Holy cow, this will take a lot of work. Which means that the most humble people I know have probably worked extremely hard to become so. I don’t know if I’m that diligent, or sometimes if I even want to be. But these are also the happiest, and, not a-tall coincidentally, the most Christlike people I know—which helps them to serve others effectively. In my better moments, that’s what I most want too.

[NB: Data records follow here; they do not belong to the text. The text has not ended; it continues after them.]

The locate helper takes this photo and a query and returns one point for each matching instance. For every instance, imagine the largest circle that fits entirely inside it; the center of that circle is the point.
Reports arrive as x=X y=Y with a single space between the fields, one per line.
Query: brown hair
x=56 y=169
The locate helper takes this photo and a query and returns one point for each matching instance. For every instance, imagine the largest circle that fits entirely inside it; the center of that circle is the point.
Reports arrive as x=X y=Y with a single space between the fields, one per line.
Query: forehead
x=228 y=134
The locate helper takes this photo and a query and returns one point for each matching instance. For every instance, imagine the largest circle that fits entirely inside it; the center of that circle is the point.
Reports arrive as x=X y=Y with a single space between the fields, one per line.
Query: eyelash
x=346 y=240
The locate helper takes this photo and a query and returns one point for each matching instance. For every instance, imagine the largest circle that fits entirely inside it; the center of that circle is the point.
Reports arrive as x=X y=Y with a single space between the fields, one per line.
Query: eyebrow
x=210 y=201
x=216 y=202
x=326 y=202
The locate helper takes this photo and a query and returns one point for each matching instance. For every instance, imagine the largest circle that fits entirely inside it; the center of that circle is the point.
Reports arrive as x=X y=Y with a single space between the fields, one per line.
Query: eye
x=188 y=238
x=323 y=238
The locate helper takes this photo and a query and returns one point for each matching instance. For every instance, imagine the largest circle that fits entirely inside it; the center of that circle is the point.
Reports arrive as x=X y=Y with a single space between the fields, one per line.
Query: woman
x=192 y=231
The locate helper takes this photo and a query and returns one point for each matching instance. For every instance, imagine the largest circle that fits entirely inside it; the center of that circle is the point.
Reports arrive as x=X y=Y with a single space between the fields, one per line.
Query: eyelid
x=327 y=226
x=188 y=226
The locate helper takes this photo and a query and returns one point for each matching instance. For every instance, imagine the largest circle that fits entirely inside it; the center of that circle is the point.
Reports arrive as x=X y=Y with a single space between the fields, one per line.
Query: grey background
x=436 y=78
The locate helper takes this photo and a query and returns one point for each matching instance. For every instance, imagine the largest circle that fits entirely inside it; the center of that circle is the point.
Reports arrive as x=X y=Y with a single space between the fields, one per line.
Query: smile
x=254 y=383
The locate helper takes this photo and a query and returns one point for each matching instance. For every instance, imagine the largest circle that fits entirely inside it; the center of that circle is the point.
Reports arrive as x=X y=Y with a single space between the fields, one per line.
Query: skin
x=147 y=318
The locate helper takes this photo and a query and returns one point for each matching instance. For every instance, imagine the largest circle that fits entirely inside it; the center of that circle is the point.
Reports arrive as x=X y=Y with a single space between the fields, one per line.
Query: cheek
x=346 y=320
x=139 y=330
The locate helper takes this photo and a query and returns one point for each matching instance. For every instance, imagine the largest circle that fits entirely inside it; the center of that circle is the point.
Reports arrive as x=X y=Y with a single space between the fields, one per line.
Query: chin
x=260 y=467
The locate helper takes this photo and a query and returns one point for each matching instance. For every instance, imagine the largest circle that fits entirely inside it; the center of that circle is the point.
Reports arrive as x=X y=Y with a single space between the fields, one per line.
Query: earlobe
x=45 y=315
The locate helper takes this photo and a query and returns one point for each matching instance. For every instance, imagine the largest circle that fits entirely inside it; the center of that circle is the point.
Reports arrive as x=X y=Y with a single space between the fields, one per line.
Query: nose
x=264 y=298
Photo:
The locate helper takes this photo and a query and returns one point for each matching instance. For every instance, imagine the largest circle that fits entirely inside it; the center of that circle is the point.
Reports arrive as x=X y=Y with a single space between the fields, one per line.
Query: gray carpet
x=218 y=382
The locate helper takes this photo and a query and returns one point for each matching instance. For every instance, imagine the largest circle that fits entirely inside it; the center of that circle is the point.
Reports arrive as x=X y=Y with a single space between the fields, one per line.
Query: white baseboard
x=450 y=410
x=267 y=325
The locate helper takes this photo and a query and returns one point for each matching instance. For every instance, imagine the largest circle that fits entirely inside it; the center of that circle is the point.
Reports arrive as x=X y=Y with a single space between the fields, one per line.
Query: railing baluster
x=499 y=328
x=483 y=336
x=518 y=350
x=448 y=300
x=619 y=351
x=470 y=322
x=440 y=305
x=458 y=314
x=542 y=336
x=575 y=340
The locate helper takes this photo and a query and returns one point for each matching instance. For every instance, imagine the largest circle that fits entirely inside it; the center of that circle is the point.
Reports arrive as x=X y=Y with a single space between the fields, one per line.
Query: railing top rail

*One of my favorite quotations is from Marilynne Robinson’s Gilead:

When you encounter another person, when you have dealings with anyone at all, it is as if a question is being put to you. So you must think, What is the Lord asking of me in this moment, in this situation? If you confront insult or antagonism, your first impulse will be to respond in kind. But if you think, as it were, This is an emissary sent from the Lord, and some benefit is intended for me… you are free to act by your own lights. You are freed at the same time of the impulse to hate or resent that person. He would probably laugh at the thought that the Lord sent him to you for your benefit (and his), but that is the perfection of the disguise, his own ignorance of it.